Fig 1. Intermittent fasting promotes lower body mass related to a mild reduction in caloric intake and lower energy conversion efficiency.

(A) Average body weight per cage in (●) AL and (☐) IF animals after one month of treatment. (B) Cumulative food intake over one month of treatment. (C) Energy conversion efficiency. Data represent averages ± SEM and were compared using t tests (n = 7 cages). ** p<0.01 vs AL. AL indicates ad libitum feeding, IF indicates intermittent fasting.

Fig 2. IF induces an increase in respiratory capacity in liver, without bioenergetic changes in other tissues.

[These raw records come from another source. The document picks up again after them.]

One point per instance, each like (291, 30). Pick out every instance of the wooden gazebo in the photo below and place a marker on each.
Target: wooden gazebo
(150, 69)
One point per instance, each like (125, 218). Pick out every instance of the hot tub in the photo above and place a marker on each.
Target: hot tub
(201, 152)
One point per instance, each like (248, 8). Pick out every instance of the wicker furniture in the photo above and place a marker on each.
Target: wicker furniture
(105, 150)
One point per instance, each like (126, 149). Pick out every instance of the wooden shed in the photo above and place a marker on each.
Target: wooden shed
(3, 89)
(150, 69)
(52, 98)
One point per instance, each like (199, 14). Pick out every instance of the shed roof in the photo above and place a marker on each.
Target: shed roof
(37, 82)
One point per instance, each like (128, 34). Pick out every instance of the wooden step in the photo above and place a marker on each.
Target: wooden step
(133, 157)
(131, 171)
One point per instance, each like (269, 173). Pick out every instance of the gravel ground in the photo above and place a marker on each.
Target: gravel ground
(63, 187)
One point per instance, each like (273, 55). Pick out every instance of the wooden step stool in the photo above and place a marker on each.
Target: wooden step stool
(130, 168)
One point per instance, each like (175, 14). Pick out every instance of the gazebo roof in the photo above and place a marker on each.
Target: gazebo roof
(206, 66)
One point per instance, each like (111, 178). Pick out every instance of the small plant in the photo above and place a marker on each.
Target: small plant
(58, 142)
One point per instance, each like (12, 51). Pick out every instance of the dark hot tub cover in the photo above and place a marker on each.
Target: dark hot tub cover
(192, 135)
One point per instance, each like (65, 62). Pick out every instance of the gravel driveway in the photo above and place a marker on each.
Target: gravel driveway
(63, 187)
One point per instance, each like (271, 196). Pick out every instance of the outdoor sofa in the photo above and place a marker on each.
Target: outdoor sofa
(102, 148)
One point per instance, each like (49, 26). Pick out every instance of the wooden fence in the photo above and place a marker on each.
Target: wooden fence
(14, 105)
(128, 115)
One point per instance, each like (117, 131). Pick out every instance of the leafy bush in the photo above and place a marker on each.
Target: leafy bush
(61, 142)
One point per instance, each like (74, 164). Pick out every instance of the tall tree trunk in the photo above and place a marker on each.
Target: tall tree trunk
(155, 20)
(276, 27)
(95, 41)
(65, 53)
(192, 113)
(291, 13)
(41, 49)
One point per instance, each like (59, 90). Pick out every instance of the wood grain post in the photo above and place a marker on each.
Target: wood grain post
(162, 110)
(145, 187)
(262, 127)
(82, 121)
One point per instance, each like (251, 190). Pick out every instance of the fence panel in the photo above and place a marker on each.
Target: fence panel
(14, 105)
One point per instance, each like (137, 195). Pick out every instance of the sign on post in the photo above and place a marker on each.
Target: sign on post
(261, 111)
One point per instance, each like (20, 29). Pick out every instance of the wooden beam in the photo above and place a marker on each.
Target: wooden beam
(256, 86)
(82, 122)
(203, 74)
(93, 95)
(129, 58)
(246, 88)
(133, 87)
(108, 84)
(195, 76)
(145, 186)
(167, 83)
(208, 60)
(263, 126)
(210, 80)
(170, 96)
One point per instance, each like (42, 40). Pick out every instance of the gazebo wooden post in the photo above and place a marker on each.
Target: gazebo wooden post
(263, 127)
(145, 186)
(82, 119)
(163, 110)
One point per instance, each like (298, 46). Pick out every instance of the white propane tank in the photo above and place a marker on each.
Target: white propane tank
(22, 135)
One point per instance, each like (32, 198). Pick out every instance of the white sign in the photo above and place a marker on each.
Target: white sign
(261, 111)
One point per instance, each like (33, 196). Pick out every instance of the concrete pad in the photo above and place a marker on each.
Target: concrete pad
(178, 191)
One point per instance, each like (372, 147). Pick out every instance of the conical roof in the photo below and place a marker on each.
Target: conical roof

Oxygen consumption in isolated mitochondria from (A) brain, (B) heart, (C) skeletal muscle and (D) liver in the presence of 5 mM pyruvate plus 3 mM malate (A, B and D) or 2 mM glutamate plus 2 mM malate (C). State 3 was induced by the addition of 1 mM ADP and state 4 was achieved using 0.5 μg/mL oligomycin. The insert in Panel D represents respiratory control ratios (RCR), or state 3/state 4. Data represent averages ± SEM and were compared using t tests (n = 4–6 animals). * p<0.05 vs AL in the same respiratory state.

Fig 3. IF promotes enhanced electron transport capacity in the liver.

Oxygen consumption in isolated mitochondria from livers in the presence of (A) 1 mM succinate plus 1 μM rotenone or (B) 200 μM TMPD plus 2 mM ascorbate. State 3 and state 4 were induced by ADP and oligomycin as described for Fig. 2. (C) COX-IV and NRF-1 levels measured as described in Materials and Methods. (D) Liver citrate synthase activity, determined as described in Materials and Methods. Data represent averages ± SEM and were compared using t tests (4–6 animals). * p<0.05, ** p<0.01 vs AL.

Fig 4. Reactive oxygen species production is not significantly altered by IF.

(A) H₂O₂ release by isolated mitochondria in the presence of 1 mM ADP (state 3) and 5 mM pyruvate plus 3 mM malate (brain, heart and liver) or 2 mM glutamate plus 2 mM malate (skeletal muscle). (B) Ratio between H₂O₂ production and O₂ consumption by isolated mitochondria under the same conditions as panel A. Data represent averages ± SEM and were compared using t tests (n = 4–6 animals).

Fig 5. IF changes oxidative damage to biomolecules in a tissue-specific manner.

(A) Carbonyl signals were quantified as described in Materials and Methods. (B) Malondaldehyde (MDA) levels were measured by HPLC as described in Materials and Methods. (C) Representative dot blots of NO₂-tyr signals. (D) Average densitometric results for the dot blots presented in C. Data represent averages ± SEM and were compared using t tests (n = 4–5 animals). * p<0.05, ** p<0.01 vs AL.